Expresso (Hristova et al., 2003) has also been developed through recognition of the advantage in replacing compiler errors with more simplified messages for the novice programmer. Similar to CAP, Expresso also detects some common logic errors that novice programmers are known to make. CMeRun (Etheredge, 2004) is recognised as a useful demonstration aid in the classroom, specifically to support the need for one-to-one teaching. CMeRun allows the student to see each statement and variable value during execution. On execution CMeRun indiscriminately interleaves the code with print statements to indicate program state. This is not needed for all program parts and not suitable for all problems, e.g. small world teaching as in Karel the Robot, and is something that the students could do themselves using their own print statements.

For support at the design & implementation stage, PROUST, the Lisp Tutor, SWANN and IVC are discussed. PROUST (Johnson and Soloway, 1985) characterises a problem in terms of a number of programming plans needed to effect a solution. An expert system links goals in the stated problem to one or more (correct) plans and derives the intended plans of the

student. Correct and intended plans are compared and the student is directed towards the closest correct plan. This approach allows variant solutions to a problem and this in turn promotes independent learning in students since they are not constrained by a single ‘correct’ solution and are free to explore approaches with a variety of constructs. Further, the associated feedback is linked to both the closest plan and the intended plan. Johnson and Soloway also indicate that PROUST contributes to the tutoring process. However, PROUST requires that the student is sufficiently capable of constructing a plan in code of adequate sophistication to derive the goal set from the program for comparison and only (necessarily) operates on complete or nearly complete implemented plans since it is, in essence, pattern matching.

The Lisp Tutor (Anderson and Skwarecki, 1986) is a fully integrated learning environment which provides immediate feedback to the student to help them complete their program whenever they produce an error. The Lisp Tutor also predicts the construct that the student is attempting to create and provides them with a template to complete the rest of the code. Although the Lisp Tutor has been proved to help the students, it is also recognised that the immediate feedback can be too intrusive and does not support those students who would rather request assistance when they need it. Indeed, the immediate feedback presented exploits the line-by-line runtime interpretation afforded by Lisp and this is not common. SWANN (Brna and Mathieson, 1993) is an environment that supports the debugging of a small number of predefined programs written in Pascal. SWANN provides feedback to the novice in the form of (non-programming) plans or outlines. SWANN is able to provide a range of suggested solutions to the novice.

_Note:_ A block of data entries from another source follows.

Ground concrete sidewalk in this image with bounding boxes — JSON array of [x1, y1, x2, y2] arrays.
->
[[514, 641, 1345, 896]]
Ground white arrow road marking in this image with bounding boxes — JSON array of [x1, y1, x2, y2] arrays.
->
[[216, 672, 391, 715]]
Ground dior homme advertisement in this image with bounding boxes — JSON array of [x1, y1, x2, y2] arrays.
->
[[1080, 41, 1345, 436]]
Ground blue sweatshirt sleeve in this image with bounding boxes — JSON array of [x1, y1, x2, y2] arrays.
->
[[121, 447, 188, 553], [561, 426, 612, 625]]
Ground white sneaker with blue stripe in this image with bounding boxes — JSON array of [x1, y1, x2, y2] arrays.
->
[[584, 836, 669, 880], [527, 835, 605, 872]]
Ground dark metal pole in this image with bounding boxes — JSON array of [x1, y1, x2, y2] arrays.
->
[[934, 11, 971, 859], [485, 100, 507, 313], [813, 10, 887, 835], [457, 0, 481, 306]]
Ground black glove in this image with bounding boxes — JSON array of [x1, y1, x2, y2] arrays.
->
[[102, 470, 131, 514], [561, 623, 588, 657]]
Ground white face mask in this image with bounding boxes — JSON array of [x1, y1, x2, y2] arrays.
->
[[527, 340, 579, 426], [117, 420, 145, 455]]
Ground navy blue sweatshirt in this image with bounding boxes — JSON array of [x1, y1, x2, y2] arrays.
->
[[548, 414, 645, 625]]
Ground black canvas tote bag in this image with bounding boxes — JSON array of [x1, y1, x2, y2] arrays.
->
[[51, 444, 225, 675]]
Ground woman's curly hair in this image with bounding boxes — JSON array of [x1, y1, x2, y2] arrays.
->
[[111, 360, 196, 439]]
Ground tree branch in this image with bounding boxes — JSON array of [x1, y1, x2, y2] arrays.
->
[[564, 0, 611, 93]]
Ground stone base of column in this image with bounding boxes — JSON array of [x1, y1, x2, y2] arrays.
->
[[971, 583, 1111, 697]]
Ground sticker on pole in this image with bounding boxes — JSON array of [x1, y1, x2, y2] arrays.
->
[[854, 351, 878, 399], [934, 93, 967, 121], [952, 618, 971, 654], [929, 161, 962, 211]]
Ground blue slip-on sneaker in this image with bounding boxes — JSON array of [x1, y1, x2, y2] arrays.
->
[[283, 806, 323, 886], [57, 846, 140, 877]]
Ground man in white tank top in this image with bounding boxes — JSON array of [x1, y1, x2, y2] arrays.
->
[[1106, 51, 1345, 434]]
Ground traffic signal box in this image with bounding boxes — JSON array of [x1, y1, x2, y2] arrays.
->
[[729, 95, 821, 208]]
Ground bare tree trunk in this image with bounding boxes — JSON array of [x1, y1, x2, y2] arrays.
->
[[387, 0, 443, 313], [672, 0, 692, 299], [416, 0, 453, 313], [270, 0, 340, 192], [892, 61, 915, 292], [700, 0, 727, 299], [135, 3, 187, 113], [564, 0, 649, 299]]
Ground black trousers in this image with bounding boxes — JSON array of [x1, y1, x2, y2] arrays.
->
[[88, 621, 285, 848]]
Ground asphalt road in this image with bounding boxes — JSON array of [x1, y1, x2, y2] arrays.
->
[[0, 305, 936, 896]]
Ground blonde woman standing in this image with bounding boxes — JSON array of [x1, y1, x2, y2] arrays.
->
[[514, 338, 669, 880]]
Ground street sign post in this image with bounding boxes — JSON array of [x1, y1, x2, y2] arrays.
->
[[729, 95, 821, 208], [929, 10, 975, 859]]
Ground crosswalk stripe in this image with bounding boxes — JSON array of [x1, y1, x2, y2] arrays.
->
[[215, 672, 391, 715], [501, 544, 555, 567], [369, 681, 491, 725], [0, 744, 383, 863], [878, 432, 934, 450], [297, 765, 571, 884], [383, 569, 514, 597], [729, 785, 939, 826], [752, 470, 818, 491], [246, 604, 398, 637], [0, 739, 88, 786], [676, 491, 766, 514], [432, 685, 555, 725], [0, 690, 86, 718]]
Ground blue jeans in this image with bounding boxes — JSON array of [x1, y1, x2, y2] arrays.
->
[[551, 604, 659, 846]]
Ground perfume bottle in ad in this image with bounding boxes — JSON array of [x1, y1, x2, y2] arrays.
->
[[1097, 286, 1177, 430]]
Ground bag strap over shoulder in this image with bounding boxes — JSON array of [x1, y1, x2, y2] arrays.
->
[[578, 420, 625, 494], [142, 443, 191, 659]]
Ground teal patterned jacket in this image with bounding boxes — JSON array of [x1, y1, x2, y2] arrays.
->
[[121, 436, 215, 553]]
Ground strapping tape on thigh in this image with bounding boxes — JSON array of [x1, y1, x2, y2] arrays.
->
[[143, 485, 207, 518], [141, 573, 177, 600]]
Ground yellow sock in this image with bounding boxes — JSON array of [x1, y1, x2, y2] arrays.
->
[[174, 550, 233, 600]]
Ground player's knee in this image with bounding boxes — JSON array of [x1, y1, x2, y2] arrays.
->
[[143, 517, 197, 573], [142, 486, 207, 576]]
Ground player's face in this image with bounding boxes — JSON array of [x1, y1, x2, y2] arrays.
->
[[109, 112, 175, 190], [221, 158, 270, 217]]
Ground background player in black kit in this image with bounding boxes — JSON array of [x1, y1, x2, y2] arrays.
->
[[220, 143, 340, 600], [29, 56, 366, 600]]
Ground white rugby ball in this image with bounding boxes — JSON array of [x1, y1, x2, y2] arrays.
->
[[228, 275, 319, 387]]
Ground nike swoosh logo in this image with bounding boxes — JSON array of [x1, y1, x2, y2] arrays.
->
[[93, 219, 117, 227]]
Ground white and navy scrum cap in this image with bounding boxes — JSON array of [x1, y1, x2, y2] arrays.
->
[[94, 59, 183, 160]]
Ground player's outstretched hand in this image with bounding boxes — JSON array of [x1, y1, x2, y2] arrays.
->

The support is limited to a small subset of programs and requires a substantial attempt on the part of the student for the analysis to be useful. In addition to this, some of the suggested fixes are not sufficient to correct the program and may actually direct the student further away from the desired program operation.

IVC (Moore and Taylor, 2005) is an online tutor that presents the student with a series of programming exercises and provides context sensitive error messages and links to relevant

tutorial pages. The error message support provided includes syntax and recognised common semantic errors. IVC also allows students to ask questions in English. Allowing students to have a simple conversation with the support tool helps to guide the students towards a solution whilst supporting deep learning.